- Directed by: Kirby Dick
- Produced by: Kirby Dick
- Edited by: Kirby Dick; Dody Dorn;
- Music by: Blake Leyh
- Distributed by: Cinepix Film Properties
- Release date: January 1997 (Sundance Film Festival);
- Running time: 89 minutes
- Country: United States
- Language: English

= Sick: The Life and Death of Bob Flanagan, Supermasochist =

1997 film by Kirby Dick

Sick: The Life and Death of Bob Flanagan, Supermasochist is a 1997 documentary film directed by Kirby Dick about Bob Flanagan, a Los Angeles writer, poet, performance artist, comic, and BDSM celebrity, who had and later died of cystic fibrosis. The film premiered at the 1997 Sundance Film Festival, where it was awarded a Special Jury Prize.

==Synopsis==
The film chronicles Flanagan for several years leading up to his death in 1996. It explores various aspects of his life, artwork, and philosophy through interviews and other personal footage depicting Flanagan, his wife Sheree Rose, and the Flanagan family. Sick also features Flanagan's home movies, performance videos, and video diaries, as well as an excerpt of Flanagan's performance in the music video for "Happiness in Slavery" by Nine Inch Nails.

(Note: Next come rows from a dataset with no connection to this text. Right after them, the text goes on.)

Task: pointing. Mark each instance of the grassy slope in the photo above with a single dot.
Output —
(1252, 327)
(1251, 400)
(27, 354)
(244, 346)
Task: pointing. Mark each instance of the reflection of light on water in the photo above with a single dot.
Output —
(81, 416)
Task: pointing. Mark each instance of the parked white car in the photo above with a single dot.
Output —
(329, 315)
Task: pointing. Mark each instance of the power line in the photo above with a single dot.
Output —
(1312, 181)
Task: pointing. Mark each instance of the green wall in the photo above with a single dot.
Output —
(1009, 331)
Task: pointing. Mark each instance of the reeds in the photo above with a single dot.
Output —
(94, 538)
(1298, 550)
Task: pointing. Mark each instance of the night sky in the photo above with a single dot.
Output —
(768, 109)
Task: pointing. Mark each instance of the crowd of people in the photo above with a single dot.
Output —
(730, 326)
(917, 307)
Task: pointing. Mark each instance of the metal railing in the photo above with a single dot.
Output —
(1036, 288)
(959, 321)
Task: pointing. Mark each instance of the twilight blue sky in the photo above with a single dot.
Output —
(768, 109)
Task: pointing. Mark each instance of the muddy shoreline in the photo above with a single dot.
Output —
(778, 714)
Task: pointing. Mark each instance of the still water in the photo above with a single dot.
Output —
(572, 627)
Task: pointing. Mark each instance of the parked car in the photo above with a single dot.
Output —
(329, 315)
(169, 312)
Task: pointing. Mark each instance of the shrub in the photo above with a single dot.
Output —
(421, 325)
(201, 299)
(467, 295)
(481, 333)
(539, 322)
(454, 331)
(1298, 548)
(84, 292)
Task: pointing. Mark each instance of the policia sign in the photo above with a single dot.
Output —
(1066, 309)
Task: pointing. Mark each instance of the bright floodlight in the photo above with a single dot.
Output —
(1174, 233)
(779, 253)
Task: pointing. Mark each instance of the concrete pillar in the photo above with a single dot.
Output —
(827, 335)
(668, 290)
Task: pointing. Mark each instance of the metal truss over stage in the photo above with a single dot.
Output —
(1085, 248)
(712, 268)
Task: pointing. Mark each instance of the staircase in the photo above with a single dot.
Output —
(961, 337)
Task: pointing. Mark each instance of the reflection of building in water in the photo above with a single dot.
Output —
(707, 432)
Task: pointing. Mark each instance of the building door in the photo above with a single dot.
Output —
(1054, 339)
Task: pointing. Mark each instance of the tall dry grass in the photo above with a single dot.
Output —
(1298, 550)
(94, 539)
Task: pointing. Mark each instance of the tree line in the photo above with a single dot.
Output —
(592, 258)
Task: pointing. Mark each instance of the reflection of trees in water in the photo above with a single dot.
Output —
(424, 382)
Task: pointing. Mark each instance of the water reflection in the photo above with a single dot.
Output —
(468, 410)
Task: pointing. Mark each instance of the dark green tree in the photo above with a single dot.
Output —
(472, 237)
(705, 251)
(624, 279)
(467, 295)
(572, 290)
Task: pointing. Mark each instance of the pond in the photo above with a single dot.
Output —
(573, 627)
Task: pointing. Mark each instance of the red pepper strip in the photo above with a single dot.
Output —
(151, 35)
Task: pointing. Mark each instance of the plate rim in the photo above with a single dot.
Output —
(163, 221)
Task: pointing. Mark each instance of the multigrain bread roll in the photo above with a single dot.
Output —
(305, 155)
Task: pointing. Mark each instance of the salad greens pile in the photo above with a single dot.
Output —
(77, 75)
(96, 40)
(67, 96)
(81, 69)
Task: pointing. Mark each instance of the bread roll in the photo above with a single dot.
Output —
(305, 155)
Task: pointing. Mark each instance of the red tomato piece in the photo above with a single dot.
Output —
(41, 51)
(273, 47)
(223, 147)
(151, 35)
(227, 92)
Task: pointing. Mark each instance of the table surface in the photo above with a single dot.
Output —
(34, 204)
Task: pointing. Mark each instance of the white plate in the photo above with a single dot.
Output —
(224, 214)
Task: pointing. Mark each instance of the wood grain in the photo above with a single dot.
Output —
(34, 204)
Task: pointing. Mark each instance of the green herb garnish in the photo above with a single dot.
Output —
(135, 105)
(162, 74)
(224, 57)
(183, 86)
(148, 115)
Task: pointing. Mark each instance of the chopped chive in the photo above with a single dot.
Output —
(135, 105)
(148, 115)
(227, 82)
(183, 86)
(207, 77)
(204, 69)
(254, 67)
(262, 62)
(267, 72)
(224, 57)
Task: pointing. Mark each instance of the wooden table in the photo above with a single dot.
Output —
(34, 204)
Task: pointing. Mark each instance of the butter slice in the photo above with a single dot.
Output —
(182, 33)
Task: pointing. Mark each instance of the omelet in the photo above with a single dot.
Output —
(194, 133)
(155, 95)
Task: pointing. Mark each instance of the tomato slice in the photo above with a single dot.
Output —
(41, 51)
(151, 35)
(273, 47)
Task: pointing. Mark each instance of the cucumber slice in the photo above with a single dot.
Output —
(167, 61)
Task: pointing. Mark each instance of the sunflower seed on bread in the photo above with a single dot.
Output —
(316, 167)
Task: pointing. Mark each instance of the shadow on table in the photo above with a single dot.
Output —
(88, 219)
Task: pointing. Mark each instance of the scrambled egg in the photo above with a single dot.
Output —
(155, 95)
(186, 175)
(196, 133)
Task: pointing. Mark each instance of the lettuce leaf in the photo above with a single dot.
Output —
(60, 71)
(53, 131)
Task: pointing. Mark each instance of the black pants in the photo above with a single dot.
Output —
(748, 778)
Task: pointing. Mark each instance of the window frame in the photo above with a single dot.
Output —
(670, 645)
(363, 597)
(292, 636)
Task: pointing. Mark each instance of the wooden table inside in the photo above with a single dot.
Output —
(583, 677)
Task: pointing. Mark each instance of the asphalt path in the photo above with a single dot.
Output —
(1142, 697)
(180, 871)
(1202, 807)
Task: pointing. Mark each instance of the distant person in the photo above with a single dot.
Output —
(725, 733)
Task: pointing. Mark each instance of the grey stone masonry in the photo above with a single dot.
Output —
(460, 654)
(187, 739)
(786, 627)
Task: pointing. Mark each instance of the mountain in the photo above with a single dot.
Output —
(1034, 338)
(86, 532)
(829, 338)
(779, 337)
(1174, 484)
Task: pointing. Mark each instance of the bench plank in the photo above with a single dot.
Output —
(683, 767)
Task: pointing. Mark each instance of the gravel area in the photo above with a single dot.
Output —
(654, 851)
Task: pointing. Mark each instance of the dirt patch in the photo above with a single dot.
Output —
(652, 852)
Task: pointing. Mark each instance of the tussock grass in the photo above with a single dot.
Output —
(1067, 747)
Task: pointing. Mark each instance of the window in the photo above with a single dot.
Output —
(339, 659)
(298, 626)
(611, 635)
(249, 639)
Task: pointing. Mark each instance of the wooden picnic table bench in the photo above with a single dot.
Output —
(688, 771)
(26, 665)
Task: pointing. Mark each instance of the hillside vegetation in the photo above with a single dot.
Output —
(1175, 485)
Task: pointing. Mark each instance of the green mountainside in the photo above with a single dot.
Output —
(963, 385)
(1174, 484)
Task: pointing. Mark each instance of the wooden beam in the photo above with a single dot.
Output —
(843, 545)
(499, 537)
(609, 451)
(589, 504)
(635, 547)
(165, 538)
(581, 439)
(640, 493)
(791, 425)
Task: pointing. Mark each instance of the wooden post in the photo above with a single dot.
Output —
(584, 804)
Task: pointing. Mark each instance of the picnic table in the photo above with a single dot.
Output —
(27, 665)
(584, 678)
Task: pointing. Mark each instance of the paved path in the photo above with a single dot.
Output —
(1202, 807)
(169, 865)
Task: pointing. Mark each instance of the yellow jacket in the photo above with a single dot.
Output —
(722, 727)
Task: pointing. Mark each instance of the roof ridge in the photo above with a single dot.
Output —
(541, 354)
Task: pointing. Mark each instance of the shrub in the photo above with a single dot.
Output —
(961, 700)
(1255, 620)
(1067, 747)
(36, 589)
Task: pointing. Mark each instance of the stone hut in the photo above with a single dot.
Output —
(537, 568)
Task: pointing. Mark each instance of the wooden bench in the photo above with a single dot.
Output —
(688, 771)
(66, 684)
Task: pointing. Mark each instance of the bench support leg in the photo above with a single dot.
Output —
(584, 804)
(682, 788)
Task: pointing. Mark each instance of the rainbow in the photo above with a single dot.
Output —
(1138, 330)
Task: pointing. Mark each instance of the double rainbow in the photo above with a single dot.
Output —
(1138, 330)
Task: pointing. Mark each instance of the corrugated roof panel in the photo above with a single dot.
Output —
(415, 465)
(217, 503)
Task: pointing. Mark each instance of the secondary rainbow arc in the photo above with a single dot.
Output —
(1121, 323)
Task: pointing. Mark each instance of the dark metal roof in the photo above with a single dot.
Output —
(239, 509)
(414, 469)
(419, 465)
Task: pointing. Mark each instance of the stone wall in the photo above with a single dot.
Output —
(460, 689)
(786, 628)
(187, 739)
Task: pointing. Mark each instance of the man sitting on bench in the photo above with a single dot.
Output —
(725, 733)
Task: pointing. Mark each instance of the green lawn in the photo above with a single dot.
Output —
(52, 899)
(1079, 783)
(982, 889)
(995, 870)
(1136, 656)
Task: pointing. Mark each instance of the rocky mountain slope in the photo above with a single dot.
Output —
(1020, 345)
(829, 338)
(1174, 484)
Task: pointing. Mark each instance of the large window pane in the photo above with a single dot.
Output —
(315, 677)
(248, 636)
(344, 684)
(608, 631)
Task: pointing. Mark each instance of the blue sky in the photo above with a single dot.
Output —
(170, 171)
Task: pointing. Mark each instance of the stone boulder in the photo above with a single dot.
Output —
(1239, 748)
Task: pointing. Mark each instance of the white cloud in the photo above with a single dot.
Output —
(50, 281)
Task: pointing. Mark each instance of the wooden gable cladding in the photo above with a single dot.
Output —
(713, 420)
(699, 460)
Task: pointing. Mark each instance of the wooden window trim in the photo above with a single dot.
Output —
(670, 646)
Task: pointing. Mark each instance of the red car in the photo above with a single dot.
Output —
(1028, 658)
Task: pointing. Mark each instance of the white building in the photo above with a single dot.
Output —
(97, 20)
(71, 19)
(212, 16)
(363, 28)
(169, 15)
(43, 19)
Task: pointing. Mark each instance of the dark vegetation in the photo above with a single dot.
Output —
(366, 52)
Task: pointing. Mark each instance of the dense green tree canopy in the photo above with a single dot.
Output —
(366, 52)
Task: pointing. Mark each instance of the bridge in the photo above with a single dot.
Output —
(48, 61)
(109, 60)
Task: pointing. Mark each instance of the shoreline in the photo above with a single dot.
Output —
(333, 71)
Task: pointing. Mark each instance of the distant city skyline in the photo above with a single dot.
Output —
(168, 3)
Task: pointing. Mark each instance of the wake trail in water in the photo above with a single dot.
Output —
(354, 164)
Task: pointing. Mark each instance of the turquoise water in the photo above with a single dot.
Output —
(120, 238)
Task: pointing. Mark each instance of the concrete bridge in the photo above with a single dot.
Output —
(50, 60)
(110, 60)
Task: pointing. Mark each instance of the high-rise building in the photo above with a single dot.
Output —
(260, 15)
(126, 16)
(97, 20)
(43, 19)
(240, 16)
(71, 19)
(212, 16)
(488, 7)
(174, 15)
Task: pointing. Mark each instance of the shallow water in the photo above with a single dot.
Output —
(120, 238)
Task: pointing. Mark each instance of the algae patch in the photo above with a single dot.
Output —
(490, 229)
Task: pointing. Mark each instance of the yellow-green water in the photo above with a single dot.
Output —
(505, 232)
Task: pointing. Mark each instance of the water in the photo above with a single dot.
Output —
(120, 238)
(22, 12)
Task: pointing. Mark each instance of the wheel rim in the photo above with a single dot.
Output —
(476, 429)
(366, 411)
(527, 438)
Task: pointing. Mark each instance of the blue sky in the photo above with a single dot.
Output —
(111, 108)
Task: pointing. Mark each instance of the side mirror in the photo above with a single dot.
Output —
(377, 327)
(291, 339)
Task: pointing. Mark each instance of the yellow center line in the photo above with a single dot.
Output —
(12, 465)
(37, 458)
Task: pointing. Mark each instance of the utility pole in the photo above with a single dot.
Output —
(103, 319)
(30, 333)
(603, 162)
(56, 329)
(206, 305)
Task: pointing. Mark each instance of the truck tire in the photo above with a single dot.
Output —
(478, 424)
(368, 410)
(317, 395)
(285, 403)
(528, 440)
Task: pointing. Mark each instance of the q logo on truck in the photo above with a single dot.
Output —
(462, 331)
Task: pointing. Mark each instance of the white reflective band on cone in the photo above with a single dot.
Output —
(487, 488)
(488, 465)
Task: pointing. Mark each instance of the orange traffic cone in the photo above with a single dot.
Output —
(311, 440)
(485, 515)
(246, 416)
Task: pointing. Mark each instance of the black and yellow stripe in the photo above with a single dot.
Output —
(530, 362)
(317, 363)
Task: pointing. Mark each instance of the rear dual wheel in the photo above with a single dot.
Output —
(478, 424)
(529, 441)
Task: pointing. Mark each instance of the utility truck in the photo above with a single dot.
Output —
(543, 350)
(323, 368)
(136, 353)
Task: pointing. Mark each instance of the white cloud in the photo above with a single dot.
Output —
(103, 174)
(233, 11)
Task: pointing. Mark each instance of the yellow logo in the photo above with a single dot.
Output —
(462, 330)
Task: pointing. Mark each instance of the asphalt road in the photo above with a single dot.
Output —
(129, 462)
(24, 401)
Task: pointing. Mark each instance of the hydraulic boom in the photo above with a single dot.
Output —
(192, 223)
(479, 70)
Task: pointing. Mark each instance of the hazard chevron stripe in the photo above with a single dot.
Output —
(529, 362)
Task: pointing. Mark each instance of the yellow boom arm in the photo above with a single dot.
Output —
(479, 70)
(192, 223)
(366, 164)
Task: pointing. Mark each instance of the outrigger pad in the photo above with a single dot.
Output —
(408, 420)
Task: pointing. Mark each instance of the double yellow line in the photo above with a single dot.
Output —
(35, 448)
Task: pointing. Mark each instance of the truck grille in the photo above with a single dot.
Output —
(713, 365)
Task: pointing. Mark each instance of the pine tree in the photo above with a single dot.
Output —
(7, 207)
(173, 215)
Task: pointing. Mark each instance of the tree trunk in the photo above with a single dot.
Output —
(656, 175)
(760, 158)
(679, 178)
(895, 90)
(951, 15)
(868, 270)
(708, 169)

In the film, Flanagan explains his use of BDSM for sexual gratification and also as a therapeutic device to take control over his body from cystic fibrosis. He discusses his conceptual, performance, and video art, which often relates to pain, illness, medicine, and sexuality. Flanagan also serves as a camp counselor for children with cystic fibrosis and meets with a young woman with cystic fibrosis who visits him under the auspices of the Make-A-Wish Foundation.

Sick details Flanagan's lifelong struggle with cystic fibrosis, as well as his eventual death. Flanagan had agreed to participate in the film under the condition that his death be included in the final project.

==Reception==
Sick was a surprise hit at the 1997 Sundance Film Festival, where it received a Special Jury Prize. It was also awarded the Grand Prize at the Los Angeles Film Festival. This was another surprise for Dick, who had planned to skip the awards ceremony.

Film critics responded positively to the film. Kevin Thomas of the Los Angeles Times and Roger Ebert of the Chicago Sun-Times praised the film for its careful portrayal of Flanagan's struggles and his relationship with Rose. The San Francisco Chronicles Edward Guthmann said the film, "does a remarkable thing in presenting extreme, sometimes revolting material and simultaneously making us like and admire Flanagan. True, he was a madman and exhibitionist; but he was also a gifted writer who was committed to taking risks, confronting death and living life on his own terms."